How do you find an invisible object in the vast darkness of space that traps light?
The answer, as astronomers know, is that you watch for the way things move around it.
And black holes, the universe’s most voracious consumers of mass, have a famously attention-grabbing impact on all kinds of things. Black holes can be detected and observed by the way matter dances around them ― from the stars that orbit them to the disks of material that swirl around them before being devoured. Hubble, with its keen resolution and clear view of the cosmos, has played an essential role in identifying, observing, and solving some of the many mysteries around black holes.
Black holes are invisible objects of immense density whose gravity is so overpowering that not even light can escape them, born when a vast amount of matter collapses into a point of infinite density.
When a massive star dies, the tug-of-war between gravity and the outward push of photons generated by the star’s fusion ends. The star’s outer layers are cast explosively into space while the star’s core collapses under its own gravity. Often this core will become a small, dense object of tightly packed neutrons, called a neutron star. But if the core is massive enough, its gravity compresses everything to a point that becomes a black hole.
Black holes consist of two main components: the singularity, where mass has been crushed to a point; and the event horizon, beyond which nothing ― not even light ― can escape the black hole’s intense gravitational pull.

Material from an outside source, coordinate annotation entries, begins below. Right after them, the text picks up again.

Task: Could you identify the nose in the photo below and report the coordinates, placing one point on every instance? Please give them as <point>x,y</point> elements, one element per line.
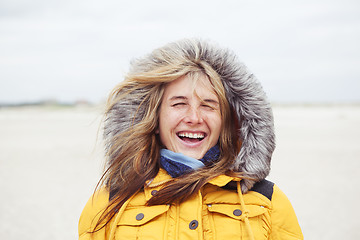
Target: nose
<point>193,116</point>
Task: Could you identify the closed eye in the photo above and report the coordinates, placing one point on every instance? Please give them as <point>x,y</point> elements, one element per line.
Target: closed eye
<point>178,104</point>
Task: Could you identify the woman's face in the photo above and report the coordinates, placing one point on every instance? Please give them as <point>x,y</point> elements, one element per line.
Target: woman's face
<point>189,118</point>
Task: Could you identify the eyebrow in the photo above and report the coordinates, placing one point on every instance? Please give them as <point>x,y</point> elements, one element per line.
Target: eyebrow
<point>178,98</point>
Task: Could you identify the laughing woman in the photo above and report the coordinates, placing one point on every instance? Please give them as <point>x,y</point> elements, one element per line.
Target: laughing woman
<point>189,137</point>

But before they eat, black holes pull matter into a fast-moving whirlpool disk whose superheated gas emits flares of x-rays and ultraviolet light. Hubble’s spectroscopic observations of such disks proved the existence of supermassive black holes and went on to show that they reside at the hearts of most galaxies. Its ability to resolve individual stars in tightly-packed groups of stars called globular clusters has allowed it to find black hole candidates by measuring their cosmic neighbors’ speedy orbits. And its ultraviolet-detecting capabilities has enabled it to spy emissions from black holes’ disks.

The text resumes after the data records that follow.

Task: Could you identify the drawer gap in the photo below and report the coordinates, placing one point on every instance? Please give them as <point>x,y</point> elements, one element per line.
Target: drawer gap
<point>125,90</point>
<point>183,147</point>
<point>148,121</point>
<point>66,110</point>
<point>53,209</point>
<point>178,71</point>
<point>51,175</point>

Stellar-mass black holes form from the collapse of a massive star or the addition of mass to a neutron star ― either from the collision of neutron stars or by gravitationally drawing mass from a companion object. Supermassive black holes live in the hearts of galaxies and their origins are still uncertain, though astronomers suspect they begin from the collapse of supermassive stars or massive clouds of gas in the early universe and then grow by merging. Intermediate-mass black holes, the stage between the two, have been difficult to find and are thought to form from collisions between stellar-mass black holes.
Black holes are messy, violent, and fascinating. They tear things apart ― but they also build, thought to play a significant role in the way galaxies form and evolve. Astronomers know what black holes are, but with Hubble’s help they continue to explore how they work and where they come from.